V : Avoue, fille, qu’avec des p’tits, on a tout le temps bin’que trop d’affaires dans la tête. Ça erfoule.

M : J'aime ton verbe. Me semble que j'utilise ben des métaphores aquatiques pour décrire mon quotidien. Trop-plein. Avoir les deux pieds dedans. Sortir la tête de l'eau. Suivre le flow. Ça, pis penser à toutes sortes de liquides : «Est-ce qu'il reste du lait? C'est quoi la flaque à terre? Encore un pipi au lit?»

V : Tu oublies le vomi, mais c’mieux de même.

M : J'ai volontairement omis le vomi. LOL.

V : Je comprends ça. J’aurais dû me dire que. Anéwé. La tête pleine, on disait. «J'ai-tu assez de fruits pour le déjeuner? Fuck le linge propre est dans la sécheuse, encore humide, depuis hier; faut que je change les vêtements dans le sac de la garderie; marde, le rendez-vous chez le dentiste doit être pris pis l'inscription au soccer, je l'ai oubliée.». 

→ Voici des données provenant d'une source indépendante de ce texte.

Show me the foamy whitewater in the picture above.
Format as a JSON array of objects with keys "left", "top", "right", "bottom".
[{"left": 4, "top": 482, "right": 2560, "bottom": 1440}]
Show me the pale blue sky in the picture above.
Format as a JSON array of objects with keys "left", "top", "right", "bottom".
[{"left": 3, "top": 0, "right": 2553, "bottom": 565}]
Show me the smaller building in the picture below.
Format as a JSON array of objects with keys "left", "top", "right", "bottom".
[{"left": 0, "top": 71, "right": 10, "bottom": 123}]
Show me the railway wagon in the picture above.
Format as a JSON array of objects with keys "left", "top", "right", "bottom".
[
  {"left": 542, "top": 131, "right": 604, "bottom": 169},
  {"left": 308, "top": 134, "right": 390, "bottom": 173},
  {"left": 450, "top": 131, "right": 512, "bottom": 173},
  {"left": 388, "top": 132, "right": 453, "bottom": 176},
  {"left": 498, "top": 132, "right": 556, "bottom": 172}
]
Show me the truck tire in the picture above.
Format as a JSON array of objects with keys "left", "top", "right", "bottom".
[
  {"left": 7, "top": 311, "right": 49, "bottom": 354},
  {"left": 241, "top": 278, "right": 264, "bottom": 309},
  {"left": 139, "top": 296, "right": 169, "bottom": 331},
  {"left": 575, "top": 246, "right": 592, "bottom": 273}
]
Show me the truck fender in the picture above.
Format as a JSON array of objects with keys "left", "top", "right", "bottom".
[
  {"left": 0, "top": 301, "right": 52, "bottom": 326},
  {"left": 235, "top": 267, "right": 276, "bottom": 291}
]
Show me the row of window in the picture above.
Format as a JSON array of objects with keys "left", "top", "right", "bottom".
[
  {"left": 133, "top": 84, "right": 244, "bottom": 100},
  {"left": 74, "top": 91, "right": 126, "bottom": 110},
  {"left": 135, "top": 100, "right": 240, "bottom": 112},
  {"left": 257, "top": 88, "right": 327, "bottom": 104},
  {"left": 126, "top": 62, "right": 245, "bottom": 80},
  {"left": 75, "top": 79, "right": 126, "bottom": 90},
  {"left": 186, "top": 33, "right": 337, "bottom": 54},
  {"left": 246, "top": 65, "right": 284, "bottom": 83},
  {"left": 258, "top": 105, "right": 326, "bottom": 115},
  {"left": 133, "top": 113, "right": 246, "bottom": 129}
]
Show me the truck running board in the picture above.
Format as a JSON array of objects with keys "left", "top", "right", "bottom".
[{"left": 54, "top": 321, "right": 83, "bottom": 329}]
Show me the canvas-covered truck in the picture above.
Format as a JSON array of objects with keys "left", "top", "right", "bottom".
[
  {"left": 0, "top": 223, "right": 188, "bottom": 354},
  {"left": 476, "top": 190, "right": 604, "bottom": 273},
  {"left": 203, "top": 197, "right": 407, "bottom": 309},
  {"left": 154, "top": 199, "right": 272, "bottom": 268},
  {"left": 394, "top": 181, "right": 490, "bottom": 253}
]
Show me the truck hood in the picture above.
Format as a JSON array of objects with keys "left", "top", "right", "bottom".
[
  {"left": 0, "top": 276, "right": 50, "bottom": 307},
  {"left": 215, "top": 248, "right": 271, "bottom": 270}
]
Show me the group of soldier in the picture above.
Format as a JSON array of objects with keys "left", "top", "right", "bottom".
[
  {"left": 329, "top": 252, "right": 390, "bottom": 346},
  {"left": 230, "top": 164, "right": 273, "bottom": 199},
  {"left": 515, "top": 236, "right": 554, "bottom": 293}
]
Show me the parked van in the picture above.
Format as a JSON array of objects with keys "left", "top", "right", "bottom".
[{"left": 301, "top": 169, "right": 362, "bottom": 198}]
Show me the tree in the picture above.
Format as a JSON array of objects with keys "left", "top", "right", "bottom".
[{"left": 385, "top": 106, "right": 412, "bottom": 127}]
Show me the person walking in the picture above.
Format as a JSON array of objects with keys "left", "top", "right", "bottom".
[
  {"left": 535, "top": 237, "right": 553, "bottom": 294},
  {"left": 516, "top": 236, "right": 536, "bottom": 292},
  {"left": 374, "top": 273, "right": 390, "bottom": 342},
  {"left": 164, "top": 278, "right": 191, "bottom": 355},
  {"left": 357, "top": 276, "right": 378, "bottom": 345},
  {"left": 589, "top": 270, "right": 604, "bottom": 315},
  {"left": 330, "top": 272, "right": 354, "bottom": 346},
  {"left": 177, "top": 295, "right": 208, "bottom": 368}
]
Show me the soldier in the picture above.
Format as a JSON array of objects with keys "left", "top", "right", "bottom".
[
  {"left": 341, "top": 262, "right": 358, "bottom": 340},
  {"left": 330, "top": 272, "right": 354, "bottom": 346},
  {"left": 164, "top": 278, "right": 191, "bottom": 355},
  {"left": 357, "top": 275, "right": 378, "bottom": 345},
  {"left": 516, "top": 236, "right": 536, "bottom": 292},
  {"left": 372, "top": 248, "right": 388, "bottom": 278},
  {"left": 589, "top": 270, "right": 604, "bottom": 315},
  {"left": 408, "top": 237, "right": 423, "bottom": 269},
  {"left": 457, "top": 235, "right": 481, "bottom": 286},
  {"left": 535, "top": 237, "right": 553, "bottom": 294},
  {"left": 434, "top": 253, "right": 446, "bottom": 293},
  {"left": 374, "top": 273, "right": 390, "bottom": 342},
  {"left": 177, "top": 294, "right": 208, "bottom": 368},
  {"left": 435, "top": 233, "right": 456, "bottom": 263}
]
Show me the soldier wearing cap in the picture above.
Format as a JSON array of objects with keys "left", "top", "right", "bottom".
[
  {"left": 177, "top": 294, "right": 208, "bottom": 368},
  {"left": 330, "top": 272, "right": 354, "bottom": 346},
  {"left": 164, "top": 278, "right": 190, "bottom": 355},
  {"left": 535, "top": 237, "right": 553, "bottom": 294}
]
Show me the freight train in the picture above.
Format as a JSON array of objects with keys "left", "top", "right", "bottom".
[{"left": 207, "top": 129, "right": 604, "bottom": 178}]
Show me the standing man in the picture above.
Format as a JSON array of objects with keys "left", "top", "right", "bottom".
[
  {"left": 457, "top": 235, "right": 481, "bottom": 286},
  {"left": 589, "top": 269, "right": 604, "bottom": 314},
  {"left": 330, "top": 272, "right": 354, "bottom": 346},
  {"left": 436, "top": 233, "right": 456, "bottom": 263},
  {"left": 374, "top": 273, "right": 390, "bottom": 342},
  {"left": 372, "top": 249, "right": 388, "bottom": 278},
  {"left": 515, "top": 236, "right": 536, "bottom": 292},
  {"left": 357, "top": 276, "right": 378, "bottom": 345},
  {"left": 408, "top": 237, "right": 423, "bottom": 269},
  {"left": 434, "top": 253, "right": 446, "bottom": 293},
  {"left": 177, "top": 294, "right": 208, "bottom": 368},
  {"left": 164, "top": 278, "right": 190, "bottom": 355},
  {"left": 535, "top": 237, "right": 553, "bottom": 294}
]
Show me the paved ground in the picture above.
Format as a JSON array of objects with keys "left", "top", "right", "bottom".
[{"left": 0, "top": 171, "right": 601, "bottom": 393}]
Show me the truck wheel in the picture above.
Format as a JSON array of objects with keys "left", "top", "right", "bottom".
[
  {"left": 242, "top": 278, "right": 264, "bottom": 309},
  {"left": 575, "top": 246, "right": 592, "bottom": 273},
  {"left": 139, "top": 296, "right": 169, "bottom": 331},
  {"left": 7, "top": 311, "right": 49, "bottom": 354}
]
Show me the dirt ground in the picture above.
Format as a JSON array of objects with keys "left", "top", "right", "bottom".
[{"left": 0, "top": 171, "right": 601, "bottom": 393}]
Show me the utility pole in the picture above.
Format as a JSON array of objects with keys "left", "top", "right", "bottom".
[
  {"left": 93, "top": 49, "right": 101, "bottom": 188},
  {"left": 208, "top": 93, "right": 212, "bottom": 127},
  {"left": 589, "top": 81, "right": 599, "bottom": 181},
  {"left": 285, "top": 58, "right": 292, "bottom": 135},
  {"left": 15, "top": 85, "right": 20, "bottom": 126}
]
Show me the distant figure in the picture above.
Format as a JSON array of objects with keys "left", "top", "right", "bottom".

M : «Léonie a pas sa couverte habituelle, elle est où? C'est vrai, y'ont fait une cabane avec ce soir. Est-ce qu'elle va avoir froid? Est-ce que je vais en chercher une autre? Je vais peut-être la réveiller en allant dans sa chambre. Elle en a déjà deux. Boaaaah, fuck off.» 

V : «J'y ai-tu lavé le derrière des oreilles comme faut pis le dedans pis les entre-plis de corps? Tout d'un coup que kekun y regarderait les entre-plis de corps…»

M : LOL.

V : C'parce que j'ai pensé à ça, talleur, pendant le bain. L’ai frotté fort.

M : J’te cré.

V : «Yé où l'esti de gobelet? Les ongles sont trop longs, faut couper les ongles. Y vont chialer, ça me tente pas qu’y chialent. J'ai-tu assez joué avec eux, aujourd'hui? On a-tu eu assez de plaisir? Avons-nous-tu assez ri?»

M : «Alice a-tu sa pull-up? J'ai pas encore pu lui brosser les cheveux. Je vais devoir Googler ça : «enfant refuse brosser cheveux». Est-ce qu'elle a brossé ses dents? Mon chum va-tu finir par faire la vaisselle? J'va-tu finir par lâcher prise sur la vaisselle? J'va-tu finir par avoir une soirée avec mon chum?»

V : «[face qui se décompose] J'ai oublié de quoi pour le souper. Faut que je ressorte. Avec les deux. Les habiller. Descendre les trois étages. Les mettre dans le char. Les sortir du char. Être à l'épicerie. Dire mille fois non. Gérer les crises. Supporter nonchalamment les regards, mais mourir un peu en dedans. Les mettre dans le char. Les sortir du char. Monter les trois étages. Avec les sacs pis un des deux din bras. Y vont chialer. Fuck off. On mange autre chose.» 

M : T'as mangé quoi finalement?

V : Du pain doré. Du déjeuner pour le souper, ça rime avec party.

M: «Je me demande combien de fois je vais me faire réveiller cette nuit.»

V : «J’pense que je me suis fâchée pour rien. Pis trop fort. Juste le goût de brailler. Dafuq qu’un enfant de cinq ans vient me chercher profond de même. M’a aller m’excuser.» 

M : Oh sista, I feel you. C'est parce que tu l'aimes et tu veux all the best.

V : Ouin. Sérieux, tu penses jamais qu’une affaire qui vient à peine d’apprendre à se torcher les fesses pourrait autant te prendre par les viscères et te sucer toute la patience du corps.

M : Mais sérieusement, tu penses que je vais me faire réveiller combien de fois. Shoote-moi un chiffre.

V : M’a dire zéro fois. J’ai pas le goût que tu te fasses réveiller. Mais y’a des chances que ce soit deux ou trois. Ça te fait quoi en-dedans quand tu te fais réveiller?

M : Pu rien. Je pense que je suis un peu morte en-dedans. Mais pas morte triste, plus comme zombie. C'est-tu encore trendy les zombies?

V : J’pense que oui. M’a te dire que oui. Si on veut s’encourager, t’sais, se dire qu’on devient insensible, c’pas si mal. Ça veut dire qu’on pourra traverser beaucoup de choses. «On ne naît pas insensible, on le devient» (tudum tssss).